Глава 26

Дневная смена еще не ушла, а вечерняя уже пришла, поэтому в ординаторской было многолюдно и шумно. Но все веселье закончилось в тот миг, когда в помещении появилась Ирина Алексеевна.

На Павловой не было лица, она нервно теребила рукав халата и явно собиралась сообщить что-то нехорошее.

— Что случилось? — одновременно поинтересовались Салам и Костя.

Вместо ответа заведующая нервно мотнула головой и начала кусать губы.

Брагин приподнял брови:

— К нам едет ревизор? — увидев, что начальница не отреагировала на шуточку, мужчина стал серьезнее и повторил за коллегами. — Что случилось? Да вы присаживайтесь, Ирина Алексевна, — он поднялся, уступая Павловой место рядом с Мариной.

Нарочинская в восторг от вынужденного соседства не пришла, но слишком устала, чтобы отсаживаться. Да и на открытую конфронтацию выходить не хотела.
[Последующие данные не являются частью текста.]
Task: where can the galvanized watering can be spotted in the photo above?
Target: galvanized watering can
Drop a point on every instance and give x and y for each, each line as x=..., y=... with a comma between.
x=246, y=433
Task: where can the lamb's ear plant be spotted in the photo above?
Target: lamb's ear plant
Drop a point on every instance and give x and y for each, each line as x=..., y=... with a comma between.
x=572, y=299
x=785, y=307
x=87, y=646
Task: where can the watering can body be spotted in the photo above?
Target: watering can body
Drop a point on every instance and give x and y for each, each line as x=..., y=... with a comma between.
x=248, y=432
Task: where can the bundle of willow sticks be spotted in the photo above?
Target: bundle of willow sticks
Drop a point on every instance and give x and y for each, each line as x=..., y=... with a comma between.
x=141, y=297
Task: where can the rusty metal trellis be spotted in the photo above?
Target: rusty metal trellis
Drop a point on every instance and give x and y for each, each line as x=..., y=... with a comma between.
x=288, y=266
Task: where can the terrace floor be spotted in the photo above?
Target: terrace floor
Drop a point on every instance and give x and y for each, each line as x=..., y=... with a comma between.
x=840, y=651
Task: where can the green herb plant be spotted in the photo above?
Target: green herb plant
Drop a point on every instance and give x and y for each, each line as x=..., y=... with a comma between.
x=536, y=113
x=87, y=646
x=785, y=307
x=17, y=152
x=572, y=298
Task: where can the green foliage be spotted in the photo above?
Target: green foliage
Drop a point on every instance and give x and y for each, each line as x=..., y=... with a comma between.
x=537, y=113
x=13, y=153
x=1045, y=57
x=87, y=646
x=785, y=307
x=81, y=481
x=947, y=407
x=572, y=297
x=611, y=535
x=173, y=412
Ирина Алексеевна приземлилась рядом с нейрохирургом и, наконец, собралась с силами:

— К нам пациента привезли со снарядом в животе. Мы с Верой Георгиевной саперов вызвали, они говорят, что его никуда нельзя перевозить. Придется оперировать здесь.

Стало так тихо, что Марина услышала, как едет лифт в другом конце коридора.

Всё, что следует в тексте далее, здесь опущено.